Il est nécessaire d’exposer les différents modes d’attachement sécure et insécure qui apparaissent dans le contexte d’expériences de caregiving [1] différentes.

La théorie de l’attachement repose sur le présupposé que les différents comportements dont les enfants font preuve dans leurs relations avec les autres et les différents modèles internes opérants sous-jacents à ces comportements sont en grande partie attribuables aux différents types de caregiving dont ils ont bénéficié.

Les dimensions du caregiving

Les dimensions du caregiving associées aux différentes conséquences sur le plan de la sécurité et de l’insécurité durant la première enfance ont été identifiées par Ainsworth et al. (1978).

Elles semblent particu­lièrement utiles pour comprendre les origines des modes d’attachement. Ces dimensions, qui sont la disponibilité, la sensibilité, l’acceptation et la coopération, font ici l’objet d’une présentation, laquelle sera utilisée plus loin pour être reliée à la façon dont le caregiving peut favoriser la sécurité dans le cadre du placement et de l’adoption.

Le point clé de ce modèle est le fait qu’il s’agit de dimensions, c’est-à-dire que les parents se situent quelque part entre, par exemple, la disponibilité et l’indisponibilité, la sensibilité et l’insensibilité, l’acceptation et le rejet, la coopération et l’intrusion.

• La disponibilité - aider l’enfant à avoir confiance. Afin de faire bais­ser l’anxiété de l’enfant, la capacité du parent de rester disponible et accessible pour l’enfant lorsque celui-ci recherche la proximité pour les soins et la protection est essentielle.

L’enfant apprend que les lignes de communication avec la figure d’attachement sont ouvertes, que l’adulte va garder l’enfant à l’esprit et qu’il réagira s’il sollicite son aide. Cela permet à l’enfant de disposer d’une base de sécurité à partir de laquelle il peut se risquer à explorer, jouer et apprendre.

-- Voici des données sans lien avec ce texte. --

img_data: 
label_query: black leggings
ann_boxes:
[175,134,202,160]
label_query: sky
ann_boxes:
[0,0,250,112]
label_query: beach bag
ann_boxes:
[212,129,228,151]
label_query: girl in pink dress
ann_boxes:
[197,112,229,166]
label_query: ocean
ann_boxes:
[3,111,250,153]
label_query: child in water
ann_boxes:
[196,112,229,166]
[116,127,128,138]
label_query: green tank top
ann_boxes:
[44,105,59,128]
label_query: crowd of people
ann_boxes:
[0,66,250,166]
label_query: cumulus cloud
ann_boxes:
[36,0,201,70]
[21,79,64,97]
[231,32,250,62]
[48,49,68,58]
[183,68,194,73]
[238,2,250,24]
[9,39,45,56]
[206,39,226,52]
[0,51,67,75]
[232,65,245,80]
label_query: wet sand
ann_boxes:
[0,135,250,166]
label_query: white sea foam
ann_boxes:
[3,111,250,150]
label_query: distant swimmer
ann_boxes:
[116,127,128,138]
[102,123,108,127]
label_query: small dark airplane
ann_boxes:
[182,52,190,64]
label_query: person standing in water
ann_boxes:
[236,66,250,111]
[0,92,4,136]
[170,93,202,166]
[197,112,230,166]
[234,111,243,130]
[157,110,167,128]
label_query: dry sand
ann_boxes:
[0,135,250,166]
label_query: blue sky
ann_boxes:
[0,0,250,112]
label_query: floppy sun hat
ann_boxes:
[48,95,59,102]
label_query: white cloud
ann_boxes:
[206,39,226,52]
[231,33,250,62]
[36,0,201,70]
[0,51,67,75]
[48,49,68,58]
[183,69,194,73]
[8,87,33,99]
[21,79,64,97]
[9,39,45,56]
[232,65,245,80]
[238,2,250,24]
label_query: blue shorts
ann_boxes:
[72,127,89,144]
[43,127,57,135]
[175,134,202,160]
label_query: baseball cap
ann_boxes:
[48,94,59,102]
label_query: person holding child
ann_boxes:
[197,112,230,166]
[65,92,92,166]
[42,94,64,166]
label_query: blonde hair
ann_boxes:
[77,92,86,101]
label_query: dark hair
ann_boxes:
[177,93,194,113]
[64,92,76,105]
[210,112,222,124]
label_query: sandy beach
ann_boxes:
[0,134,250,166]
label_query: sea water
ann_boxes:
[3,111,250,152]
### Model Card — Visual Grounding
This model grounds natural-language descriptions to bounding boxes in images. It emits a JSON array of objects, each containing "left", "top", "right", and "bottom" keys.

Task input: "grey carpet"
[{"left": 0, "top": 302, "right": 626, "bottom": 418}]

• La sensibilité - aider l’enfant à contrôler ses sentiments et son comportement. Les parents sensibles peuvent voir le monde en adop­tant le point de vue de l’enfant, et traiter ce dernier comme ayant un esprit qui doit être compris. Ils sont à l’écoute des signaux que l’enfant émet concernant ses besoins ainsi que des expressions de ses sentiments, et ils utilisent ce qu’ils ont compris pour réagir en sorte de faire baisser l’anxiété et d’aider l’enfant à contrôler ses sentiments et son comporte­ment.

Ils procurent un étayage pour l’expérience, et ce en identifiant les sentiments comme en réagissant à ces derniers, et en donnant à l’enfant la possibilité de réfléchir, de faire une pause pour penser lorsque des sentiments forts doivent être contrôlés.

• L’acceptation - construire l’estime de soi chez l’enfant. Les parents qui acceptent l’enfant et le valorisent comme un être à part entière comprennent que chaque enfant est un être unique et complexe, avec des caractéristiques, des forces et des difficultés particulières.

Les enfants qui reçoivent le message qu’ils sont acceptés et valorisés pour ce qu’ils sont par des personnes importantes dans leur vie développent un concept de soi équilibré, réaliste mais positif, ainsi qu’une bonne estime de soi.

• La coopération - aider l’enfant à se sentir efficace/à être coopératif. Les parents coopératifs non seulement comprennent que les enfants, dès leur naissance, doivent s’affirmer, mais de plus favorisent active­ment l’efficacité et l’autonomie de l’enfant. Ils forment une alliance de coopération avec l’enfant, suivent l’initiative de ce dernier plutôt que de faire preuve d’intrusion, permettent à l’enfant de diriger le jeu et soutiennent ses choix.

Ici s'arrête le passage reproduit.